Это странная, загадочная фигура. Его исследования в Крыму продолжались два полевых сезона – 1879 и 1880 годов, но за этот короткий срок сделано им столько, сколько иные археологи не смогли совершить за всю жизнь. Им открыты палеолит Крыма и Северного Причерноморья вообще, первые ранне-палеолитические и первые же пещерные стоянки в стране.
Проблема раннекаменного века была тогда только что поставлена. В России его выявили всего в трех-четырех точках: в Иркутске у военного госпиталя в 1871 году; в Гонцах на Полтавщине в 1873 году; в Карачарове на Оке в 1877 году. Русские ученые хорошо знали, что во Франции и Испании стойбища охотников на мамонта и северного оленя приурочены в основном к пещерам, и пробовали отыскать аналогичные памятники в наших горных районах. А.С. Уваров предпринял такую попытку и в Крыму, у Ореанды, но ничего кроме средневековых вещей ему не попалось. А Мережковский, прошурфовав за два года тридцать четыре пещеры, в девяти наткнулся на древние культурные слои. В 1934 году, после двенадцатилетних разведок, Бонч-Осмоловский писал, что из осмотренных им и его сотрудниками четырехсот пещер культурные отложения есть в шестнадцати.
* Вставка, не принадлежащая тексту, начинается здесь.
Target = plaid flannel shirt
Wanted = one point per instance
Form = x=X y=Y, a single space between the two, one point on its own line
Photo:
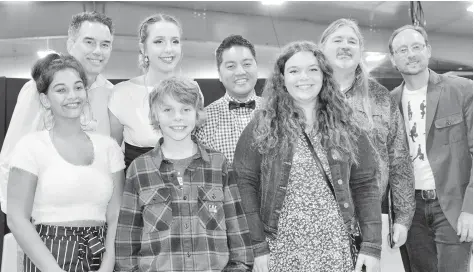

Это ещё не всё. До сих пор древнейшими следами обитания человека на полуострове остаются поселения эпохи мустье. Первое из них, в Волчьем гроте на реке Зуе, нашел Мережковский. Вторую стоянку этого времени в России удалось найти через двадцать лет, а третью – через сорок с лишним, уже после революции. О позднем палеолите Крыма мы и сейчас судим по двум пещерам– Сюрень I и Качинский навес, обнаруженным Мережковским. За следующие сто с лишним лет новых памятников этого периода найдено не было. В гротах у Черкез-Кермена и в Сюрени II Мережковский выделил и мезолит. Значит, он установил все этапы местной палеолитической культуры. Побывал он и на всех характерных для неё типах памятников.
Помимо ныне существующих, бывают и погребённые пещеры с обрушившимся сводом, закрытые осыпями и оползнями. И нащупать, и раскапывать их очень трудно. Впервые расчистила от земли обвалившийся навес и извлекла из-под него мустьерские орудия моя экспедиция 1955–1956 годов на реке Альме у села Малиновки (бывшее Кабази). Но пришёл я сюда потому, что на склоне под скалами в этом пункте собирал кремни ещё Мережковский.